Other times, he launched a contest asking commuters to wear clothes in the same color as the new monthly pass, punched tickets with a baby kangaroo under his arm — “A young man got on at Bridgeport with a joey,” he explained — and insisted that a railway-obsessed boy with autism take over the microphone to list the stations. “The delight on his face spoke volumes,” said Shaw.

But his well-meaning nature got him into trouble in 2014. On a freezing cold Friday afternoon, he mistakenly told folks waiting on packed platforms not to worry because there was another train right behind. And so on the following Monday,  the then-48-year-old placed 500 unauthorized apology letters on passengers’ seats.
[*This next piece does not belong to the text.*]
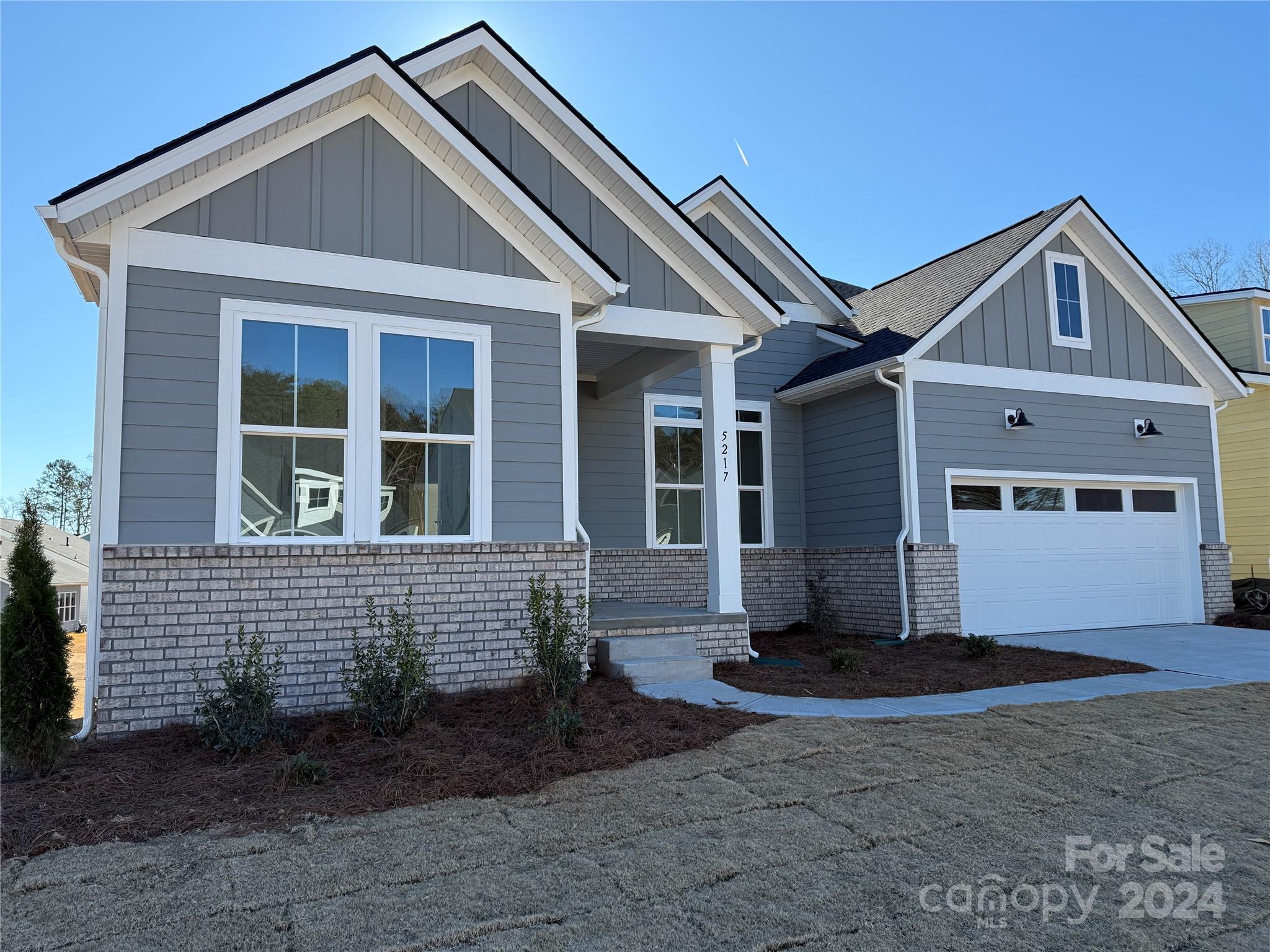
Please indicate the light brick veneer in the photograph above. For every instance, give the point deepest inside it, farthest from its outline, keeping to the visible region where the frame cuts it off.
(164, 607)
(861, 582)
(1214, 565)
The very personal mea culpa made headlines, but incensed his bosses. He escaped disciplinary action on that occasion but wasn’t as fortunate two years later when, as president of the Association of Commuter Rail Employees Local 1, he was suspended for 60 days. According to Shaw, his offense was sending an off-color text to a trainer administering a test for prospective conductors, jokingly asking for the answers.

“It was a huge mistake that I was very embarrassed by,” he admitted.

The irrepressible Shaw soon bounced back. He returned to his gig advising over-amorous lovers to “put your clothes back on,” policing the quiet car and placing bets with other staff over which plastered passenger staggering toward the train would puke first.

Although he retired to spend more time with his wife, Tina, 52, and daughters, Chelsea, 28, and 26-year-old Caitlyn, he misses the daily routine, much like the hordes of commuters who no longer travel into Manhattan because of COVID-19.

“Nothing beats the camaraderie and friendship I found on the New Haven line,” concluded Shaw. “As soon as things settle down, New Yorkers need to get back on their trains.”